Consider 2ndly, from the lesson or epistle that is read on the feast of St. Anne, (out of Prov. xxxi.,) the properties of a valiant, that is, of a wise and virtuous woman, as all perfectly agreeing in this great saint: particularly her perpetual attention to do good, and not evil, all the days of her life; her unwearied industry in acquiring the spiritual riches of all virtues, and storing up a treasure for eternity; her diligence in the exercise of works of mercy and charity, &c. 'Strength and beauty are her clothing,' saith the wise man, speaking of her interior, 'and she shall laugh in the last day:' even in that day when the foolish admirers of worldly vanities shall all be sad and sorrowful. 'She hath opened her mouth to wisdom, and the law of clemency is on her tongue:' by her being ever prudent in her words, and charitably compassionate in excusing the defects of her neighbours. 'She hath looked well to the paths of her house, and hath not eaten her bread idly:' by a serious application to keep herself always well employed, and to see that all under her charge are orderly. Such was St. Anne, such ought all Christian matrons to be: of such as these the Spirit of God adds, in the conclusion of the chapter, 'Favour is deceitful, and beauty is vain:' the woman that feareth the Lord, she shall be praised. Give her of the fruit of her hands, and let her works praise her in the gates. Yes, the Lord himself shall give her the eternal reward of the fruit of her hands and the gates of the heavenly Sion shall resound with her praises for ever.

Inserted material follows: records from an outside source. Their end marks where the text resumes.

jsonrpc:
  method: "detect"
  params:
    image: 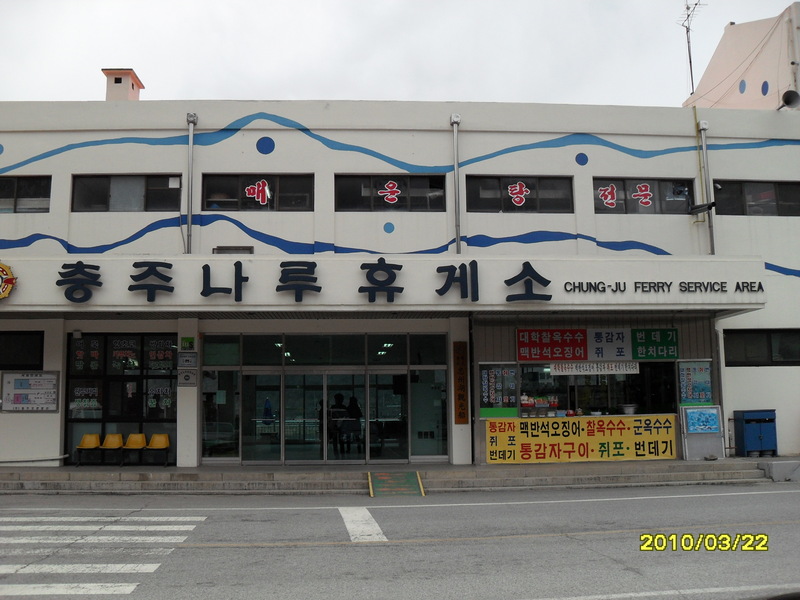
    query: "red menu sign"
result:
[517,329,588,362]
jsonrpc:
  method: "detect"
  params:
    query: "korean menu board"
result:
[517,328,679,362]
[486,414,677,464]
[2,371,58,412]
[480,364,518,417]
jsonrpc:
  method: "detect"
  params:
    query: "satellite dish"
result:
[778,90,800,110]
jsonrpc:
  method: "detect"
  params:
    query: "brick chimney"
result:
[103,69,144,100]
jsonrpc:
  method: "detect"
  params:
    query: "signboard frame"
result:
[0,371,61,414]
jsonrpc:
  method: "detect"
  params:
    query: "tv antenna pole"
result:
[681,0,705,94]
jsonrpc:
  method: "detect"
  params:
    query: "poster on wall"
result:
[486,414,677,464]
[2,371,58,412]
[516,328,679,362]
[683,406,721,433]
[681,405,725,460]
[678,360,714,406]
[480,364,519,418]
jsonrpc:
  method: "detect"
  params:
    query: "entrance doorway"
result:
[236,372,409,463]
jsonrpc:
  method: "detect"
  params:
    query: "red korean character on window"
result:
[597,183,617,208]
[508,181,531,206]
[378,181,401,204]
[631,183,653,206]
[244,179,272,206]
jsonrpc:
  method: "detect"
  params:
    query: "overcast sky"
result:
[0,0,790,110]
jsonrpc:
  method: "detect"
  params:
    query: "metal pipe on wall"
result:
[185,113,197,254]
[450,113,461,254]
[697,121,716,255]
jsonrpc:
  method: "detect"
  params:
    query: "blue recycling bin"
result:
[733,409,778,456]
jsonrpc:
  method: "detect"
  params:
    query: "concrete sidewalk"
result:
[0,457,800,494]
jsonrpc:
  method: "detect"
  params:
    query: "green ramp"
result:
[367,471,425,498]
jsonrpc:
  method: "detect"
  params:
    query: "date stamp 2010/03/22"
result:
[639,533,769,552]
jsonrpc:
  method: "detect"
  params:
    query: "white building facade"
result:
[0,76,800,467]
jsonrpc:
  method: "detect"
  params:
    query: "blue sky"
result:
[0,0,790,106]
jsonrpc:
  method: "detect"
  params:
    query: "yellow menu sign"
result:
[486,414,677,464]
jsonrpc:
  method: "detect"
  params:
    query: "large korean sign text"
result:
[486,414,676,464]
[517,329,678,362]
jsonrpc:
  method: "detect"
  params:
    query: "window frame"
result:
[0,175,53,214]
[723,329,800,367]
[714,179,800,217]
[202,173,315,212]
[0,330,44,371]
[466,175,575,214]
[334,173,447,213]
[592,177,696,215]
[70,173,183,213]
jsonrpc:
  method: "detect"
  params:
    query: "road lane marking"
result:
[0,535,187,544]
[0,563,161,575]
[0,538,174,558]
[0,525,196,531]
[339,507,388,542]
[528,582,800,600]
[0,484,800,510]
[0,516,208,523]
[0,583,139,597]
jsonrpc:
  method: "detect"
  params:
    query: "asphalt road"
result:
[0,483,800,600]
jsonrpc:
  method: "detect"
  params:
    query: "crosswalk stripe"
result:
[0,516,207,523]
[0,535,186,545]
[0,525,196,531]
[0,583,139,596]
[339,507,387,542]
[0,563,161,575]
[0,546,174,558]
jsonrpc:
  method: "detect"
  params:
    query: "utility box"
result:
[733,409,778,456]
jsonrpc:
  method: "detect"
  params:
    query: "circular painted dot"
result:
[256,138,275,154]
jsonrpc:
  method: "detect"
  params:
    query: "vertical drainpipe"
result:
[450,113,461,254]
[186,113,197,254]
[697,121,716,256]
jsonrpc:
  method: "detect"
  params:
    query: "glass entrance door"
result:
[283,373,367,462]
[242,373,282,461]
[234,372,406,463]
[367,373,408,461]
[283,373,325,461]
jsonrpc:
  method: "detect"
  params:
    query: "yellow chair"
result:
[100,433,122,462]
[143,433,169,467]
[119,433,147,466]
[75,433,100,467]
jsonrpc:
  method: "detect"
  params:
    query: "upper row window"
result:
[725,329,800,367]
[714,181,800,217]
[335,175,445,212]
[594,179,692,215]
[467,176,574,213]
[203,174,314,211]
[0,177,50,212]
[72,175,181,212]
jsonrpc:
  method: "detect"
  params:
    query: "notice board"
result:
[2,371,58,412]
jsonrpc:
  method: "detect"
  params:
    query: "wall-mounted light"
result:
[689,202,717,215]
[778,90,800,110]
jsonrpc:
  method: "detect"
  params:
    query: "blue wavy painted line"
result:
[764,263,800,277]
[0,215,800,278]
[467,231,671,256]
[6,112,800,175]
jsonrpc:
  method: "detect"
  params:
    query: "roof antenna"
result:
[680,0,705,94]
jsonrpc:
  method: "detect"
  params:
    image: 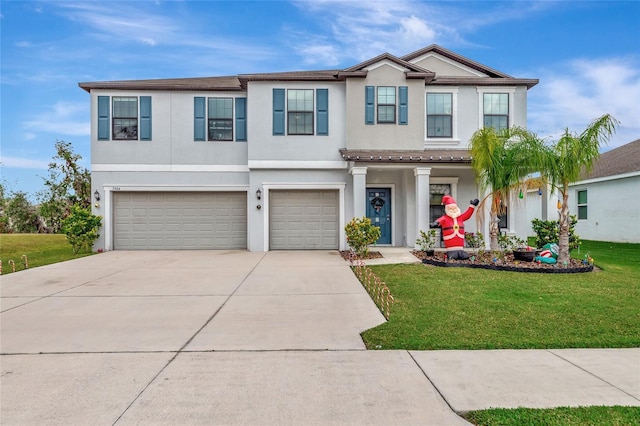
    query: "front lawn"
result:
[362,241,640,350]
[0,234,91,275]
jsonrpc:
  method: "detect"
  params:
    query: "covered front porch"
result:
[341,150,478,247]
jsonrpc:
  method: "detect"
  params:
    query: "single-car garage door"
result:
[113,192,247,250]
[269,190,338,250]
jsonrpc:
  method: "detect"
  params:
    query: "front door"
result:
[367,188,391,244]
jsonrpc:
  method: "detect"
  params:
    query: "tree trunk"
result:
[558,186,569,265]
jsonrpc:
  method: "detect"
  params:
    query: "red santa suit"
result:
[434,195,478,259]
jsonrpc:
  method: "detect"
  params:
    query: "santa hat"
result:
[442,195,457,206]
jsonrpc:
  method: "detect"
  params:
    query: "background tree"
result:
[38,141,91,233]
[541,114,619,263]
[470,127,544,250]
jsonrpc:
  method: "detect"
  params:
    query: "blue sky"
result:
[0,0,640,201]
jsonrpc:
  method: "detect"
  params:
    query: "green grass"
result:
[362,241,640,350]
[0,234,91,275]
[464,406,640,426]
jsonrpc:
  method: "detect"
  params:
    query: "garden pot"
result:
[513,250,536,262]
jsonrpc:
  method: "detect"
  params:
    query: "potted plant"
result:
[416,229,437,256]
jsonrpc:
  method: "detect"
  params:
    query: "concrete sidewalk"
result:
[0,249,640,425]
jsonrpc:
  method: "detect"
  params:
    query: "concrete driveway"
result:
[0,251,465,425]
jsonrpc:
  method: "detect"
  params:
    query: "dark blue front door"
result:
[367,188,391,244]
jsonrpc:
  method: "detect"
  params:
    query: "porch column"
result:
[407,167,431,243]
[351,167,367,217]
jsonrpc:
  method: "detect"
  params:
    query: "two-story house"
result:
[79,45,538,251]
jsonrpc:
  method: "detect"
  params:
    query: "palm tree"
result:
[541,114,620,263]
[470,127,546,250]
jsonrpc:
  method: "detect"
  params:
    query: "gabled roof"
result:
[78,44,538,92]
[582,139,640,180]
[340,53,436,82]
[400,44,513,78]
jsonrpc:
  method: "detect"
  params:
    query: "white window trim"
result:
[476,86,516,129]
[424,87,460,148]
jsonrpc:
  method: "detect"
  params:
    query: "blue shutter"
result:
[98,96,111,141]
[140,96,151,141]
[398,86,409,124]
[193,97,206,141]
[273,89,284,135]
[364,86,376,124]
[236,98,247,142]
[316,89,329,136]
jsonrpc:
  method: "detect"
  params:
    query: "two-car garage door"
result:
[113,192,247,250]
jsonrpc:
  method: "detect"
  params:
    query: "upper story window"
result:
[364,86,409,124]
[482,93,509,132]
[287,89,313,135]
[97,96,151,141]
[577,189,587,219]
[193,96,247,142]
[273,88,329,136]
[113,96,138,140]
[378,86,396,123]
[208,98,233,141]
[427,93,453,138]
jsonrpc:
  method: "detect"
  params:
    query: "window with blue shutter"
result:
[98,96,111,141]
[140,96,151,141]
[398,86,409,124]
[316,89,329,136]
[236,98,247,142]
[273,89,285,135]
[193,97,206,141]
[364,86,376,124]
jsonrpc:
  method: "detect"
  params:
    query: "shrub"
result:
[416,229,437,251]
[344,217,380,257]
[531,215,580,250]
[62,205,102,254]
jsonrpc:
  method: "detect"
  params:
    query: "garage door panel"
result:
[269,190,338,250]
[113,192,247,250]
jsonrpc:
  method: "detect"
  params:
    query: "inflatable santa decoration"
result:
[431,195,479,260]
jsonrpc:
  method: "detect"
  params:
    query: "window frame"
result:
[476,86,516,129]
[376,86,398,124]
[207,96,235,142]
[285,89,316,136]
[576,188,589,220]
[110,96,140,141]
[426,92,454,139]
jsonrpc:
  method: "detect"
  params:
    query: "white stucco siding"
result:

Consider 3rdly, from the gospel of this day, that excellent treasure which St. Anne found and made her own, by giving up all things else to purchase it for herself. 'The kingdom of heaven,' says our Lord, Matt. xiii. 44, 'is like unto a treasure hidden in a field, which when a man hath found he hideth it, and for joy thereof goeth and selleth all that he hath, and buyeth that field.' The kingdom of heaven, in this and other passages of the gospel, is understood of the kingdom of God within us, by His grace in the soul; that kingdom by which he lives and reigns in our interior, by faith, hope, and love, and the spirit of recollection and prayer. Now this kingdom of God in our souls is a treasure indeed, of infinite value, which enriches us by the possession of God Himself, here by grace and hereafter in glory. This treasure is hidden from the children of the world, who are strangers to the value of it, and have a very mean idea of the happiness of a spiritual and internal life; but the children of God, whose eyes are open to the truth, discover this inestimable treasure: and spare neither pains nor cost to get it into their own possession; they even sell all they have to purchase it; that is, they give up their humours, their passions, their worldly affections, their sensual inclinations, their own will, and everything else that opposes so great a happiness; and thus they themselves become God's kingdom. Thus they begin to enjoy a heaven upon earth.
Conclude to seek first the kingdom of God in thy soul, above all things, and all other things shall be added unto thee: thou shalt also be reimbursed, with infinite advantage, whatever thou hast expanded in the purchase of it; and all good things shall come to thee along with it.